There were also these interesting roof-like structures instead of or just before tunnel entrances. I’m not entirely sure of their function, but they had little glass roofs for natural lighting.
Italian suburban sprawl
We finally reached the shores of Lake Maggiore and it was hot. Traffic lights (timed, not sensored) slowed us considerably and Dan mumbled something about roundabouts being so efficient. The sun beat down on us and it was with pleasure that we stopped at a lakeside restaurant for a bite to eat and something cold to drink.
Our view during lunch
Lunch was surprisingly good and we managed to get our order placed despite the language barrier. I don’t like not knowing even just the basics of a language; I’m going to have to work on that in conjunction with my German lessons.

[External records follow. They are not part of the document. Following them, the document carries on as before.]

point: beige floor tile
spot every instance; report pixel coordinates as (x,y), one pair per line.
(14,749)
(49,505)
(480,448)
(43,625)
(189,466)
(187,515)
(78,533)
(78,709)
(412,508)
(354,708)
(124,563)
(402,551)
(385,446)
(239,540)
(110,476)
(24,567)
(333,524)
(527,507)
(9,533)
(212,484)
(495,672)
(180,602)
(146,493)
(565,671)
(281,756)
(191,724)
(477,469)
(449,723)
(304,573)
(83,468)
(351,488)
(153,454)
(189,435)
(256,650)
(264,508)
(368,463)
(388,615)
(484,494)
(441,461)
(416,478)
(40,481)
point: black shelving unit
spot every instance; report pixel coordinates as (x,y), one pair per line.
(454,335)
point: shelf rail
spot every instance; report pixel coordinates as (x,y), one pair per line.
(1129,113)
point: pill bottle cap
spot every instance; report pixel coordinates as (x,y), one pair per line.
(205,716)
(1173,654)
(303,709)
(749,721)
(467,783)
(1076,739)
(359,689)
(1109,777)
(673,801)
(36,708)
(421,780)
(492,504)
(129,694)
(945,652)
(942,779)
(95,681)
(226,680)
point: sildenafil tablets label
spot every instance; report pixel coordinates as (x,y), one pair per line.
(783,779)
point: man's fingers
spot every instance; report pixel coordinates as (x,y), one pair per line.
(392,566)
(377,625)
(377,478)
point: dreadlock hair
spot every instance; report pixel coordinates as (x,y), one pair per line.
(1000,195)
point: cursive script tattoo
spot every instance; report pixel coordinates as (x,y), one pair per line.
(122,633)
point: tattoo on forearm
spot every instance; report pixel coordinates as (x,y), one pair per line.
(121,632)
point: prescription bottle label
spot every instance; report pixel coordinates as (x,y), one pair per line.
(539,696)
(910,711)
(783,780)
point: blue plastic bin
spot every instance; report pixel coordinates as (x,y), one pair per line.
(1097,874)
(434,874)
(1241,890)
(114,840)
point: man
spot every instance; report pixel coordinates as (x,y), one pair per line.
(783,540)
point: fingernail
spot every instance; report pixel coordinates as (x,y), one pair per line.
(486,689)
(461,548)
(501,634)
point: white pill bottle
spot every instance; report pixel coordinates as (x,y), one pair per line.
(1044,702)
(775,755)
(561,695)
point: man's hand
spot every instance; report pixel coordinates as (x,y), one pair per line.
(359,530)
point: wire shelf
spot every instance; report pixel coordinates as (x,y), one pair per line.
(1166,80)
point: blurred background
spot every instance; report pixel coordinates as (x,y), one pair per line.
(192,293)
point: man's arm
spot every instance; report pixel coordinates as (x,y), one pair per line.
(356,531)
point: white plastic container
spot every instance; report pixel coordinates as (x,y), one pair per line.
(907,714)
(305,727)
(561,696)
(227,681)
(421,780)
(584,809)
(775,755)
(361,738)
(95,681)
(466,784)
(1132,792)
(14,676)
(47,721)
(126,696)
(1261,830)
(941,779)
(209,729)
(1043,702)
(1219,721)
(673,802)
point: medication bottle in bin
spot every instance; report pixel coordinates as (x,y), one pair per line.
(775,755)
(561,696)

Again, it took a while before we could get back on the road and we decided not to follow the lake for its entirety, instead opting for a more direct inland route. The road was fast and interesting, so it was a good choice. The Swiss border caught us off guard but like most of the borders crossings I’ve come across, no one was here to even bother checking us.
We caught the A2 near Lugano and soon were whisking our way north, retracing our steps from just two days ago. Dan had been considering taking the Gotthard Tunnel because he was both curious about it’s 16km length and well, he likes tunnels. But tales of traffic jams were common and this being the end of a holiday week in Switzerland, the odds of having a free-flowing trip through the tunnel were slim to none. Regardless of Dan’s decision, Bob and I had agreed that we’d take the pass over the mountains and just meet Dan back in Basel. And then the traffic came to a standstill.
We were still a good 6km from the exit for the pass, and the tunnel entrance was further along the A2 after that. Dan decided that he would take the pass (wise move!) and we all agreed to lane split our way to our exit. This is illegal in Switzerland but drivers didn’t appear to be overly offended by our passing by. The lanes were wide and there was always plenty of room for even Bob’s wide BWM 1200GS with panniers.
A2, with traffic
We took our exit for the pass, tackled about 5 cars in front of us and then the road was ours. Wide open all the way over the top and down the other side. Until we got outside of Andermatt. Traffic was backed up from our direction as holiday traffic circled around the roundabout, trying to squeeze in cars from two directions and funnel them into an already crowded Goshen Pass (the location of the Devil’s Bridge I keep mentioning). I realized that the cars in front of us would be snaking painfully slow down the ravine and then meet up with the traffic as it came out of the Gotthard tunnel. There was no way to win this. After a brief discussion between Dan and I we pulled over and made a proposal to Bob: Let’s spend the night in Andermatt. It was already 5pm and traffic wasn’t going to get any better any time soon. If we find a room here, the guys could get up early and easily commute back to Basel for work. Bob agreed enthusiastically and we pulled into Andermatt.
It took a little bit of time to find a room, but after that we found dinner and a beer and made an early evening of it. As Dan set his alarm it finally dawned on me: I didn’t have to be at work in the morning. I could sleep in a little bit and then take a more interesting route home. Dan joked that he didn’t care as long as the laundry was done. Ha! Tomorrow would be fun.